子供の頃の愛読書 石田昇三 著「カラー 日本のトンボ」(昭和48年7月 山と渓谷社)には、100種類のトンボの飛翔写真や交尾、産卵の写真の他、幼虫や羽化の写真と解説も書かれており、今でも本棚に置いているが、本書の中に「トンボ撮影ノート」というページがある。そこには「胴長(ウェーダー)を履いて水中に入ったり、座り込むとシャッターチャンスが生まれる」と書かれている。確かにそう思う。水田や池、湿地において、産卵や羽化などの生態写真を撮ろうと思ったら、水面ぎりぎりにカメラを構えて写すことも必要で、必須アイテムであるウェーダーを履かなければ構図の良い写真は撮れない。

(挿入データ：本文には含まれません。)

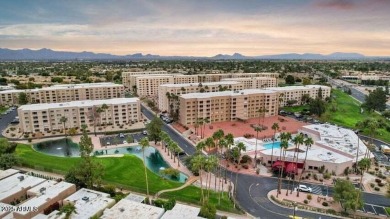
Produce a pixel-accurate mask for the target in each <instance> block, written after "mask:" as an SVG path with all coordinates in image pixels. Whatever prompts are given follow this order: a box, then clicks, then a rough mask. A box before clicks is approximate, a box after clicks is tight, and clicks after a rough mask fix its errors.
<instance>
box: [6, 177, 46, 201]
mask: <svg viewBox="0 0 390 219" xmlns="http://www.w3.org/2000/svg"><path fill="white" fill-rule="evenodd" d="M44 181H46V180H45V179H41V178H38V177H34V176H29V175H25V174H21V173H16V174H14V175H12V176H9V177H7V178H5V179H3V180H1V181H0V202H1V201H2V200H4V199H6V198H8V197H10V196H12V195H14V194H16V193H19V192H21V191H23V190H25V189H28V188H32V187H34V186H37V185H39V184H41V183H43V182H44Z"/></svg>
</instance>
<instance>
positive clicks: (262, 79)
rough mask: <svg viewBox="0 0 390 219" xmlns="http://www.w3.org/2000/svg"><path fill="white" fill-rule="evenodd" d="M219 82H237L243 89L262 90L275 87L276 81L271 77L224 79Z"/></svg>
mask: <svg viewBox="0 0 390 219" xmlns="http://www.w3.org/2000/svg"><path fill="white" fill-rule="evenodd" d="M221 81H238V82H241V83H243V84H244V89H263V88H267V87H277V86H278V81H277V79H276V78H272V77H253V78H224V79H222V80H221Z"/></svg>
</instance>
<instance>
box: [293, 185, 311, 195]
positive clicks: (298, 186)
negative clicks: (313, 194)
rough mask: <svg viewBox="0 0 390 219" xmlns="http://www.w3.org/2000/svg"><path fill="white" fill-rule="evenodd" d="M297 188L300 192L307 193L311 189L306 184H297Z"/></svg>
mask: <svg viewBox="0 0 390 219" xmlns="http://www.w3.org/2000/svg"><path fill="white" fill-rule="evenodd" d="M297 189H298V190H299V191H301V192H308V193H311V192H312V190H313V189H312V188H310V187H308V186H306V185H299V186H298V188H297Z"/></svg>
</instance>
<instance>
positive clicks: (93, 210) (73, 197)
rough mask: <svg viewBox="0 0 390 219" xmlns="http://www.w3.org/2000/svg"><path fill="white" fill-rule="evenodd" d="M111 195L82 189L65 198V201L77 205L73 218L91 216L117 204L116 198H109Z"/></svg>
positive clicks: (90, 190)
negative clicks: (106, 208) (112, 198)
mask: <svg viewBox="0 0 390 219" xmlns="http://www.w3.org/2000/svg"><path fill="white" fill-rule="evenodd" d="M109 197H110V195H109V194H107V193H103V192H98V191H93V190H89V189H80V190H79V191H77V192H75V193H74V194H73V195H71V196H69V197H68V198H66V199H64V204H65V203H72V204H74V206H75V207H76V212H77V214H76V213H72V215H71V218H72V219H84V218H90V217H93V216H94V215H96V214H97V213H99V212H102V211H103V210H104V209H106V208H108V207H110V206H112V205H114V204H115V200H114V199H111V198H109Z"/></svg>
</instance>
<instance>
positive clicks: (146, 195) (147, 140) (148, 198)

以下に掲載した写真を見ればお分かりのように、写真はほとんどが斜め上からの構図で、しかも望遠マクロで撮っているため、決して良いトンボ写真ではない。これは、ウェーダーを履かず、手振れ防止機能もないカメラとレンズのため、水田の畔に三脚を立てて撮っているからに他ならない。水田は、棚田を守る会によって管理されており、会員の方とお話をして撮影をしたが、田植え前とは言え、さすがにウェーダーを履いて座り込むのは倫理的に問題がある。良い写真が撮れれば何をしても良い訳ではないが、出来ることなら良い写真を残したいと思うので、それが許される場所において、環境を荒らすことなく必要と感じたならば、ウェーダーを着用したいと思う。
最後に、訪れた里山の近隣は、かつてゴルフ場計画破綻で町が差し押さえた土地が、公売により太陽光発電事業者の物となっていた。しかしながら、太陽光発電が環境アセス対象になった2020年以降、開発により大雨時に大量の土砂が流れ込む危険性があることから、環境相が計画見直しを求める意見を出し、県も「環境への重大な影響が払拭されない場合は中止も含めた事業計画の見直しも検討しなければならない」とする知事意見を経産省に提出していた。その結果、経産省が大量の認定失効に踏み切り、事業化困難な状態であると言う。このまま計画が中止され里山が保全されることを切に願う。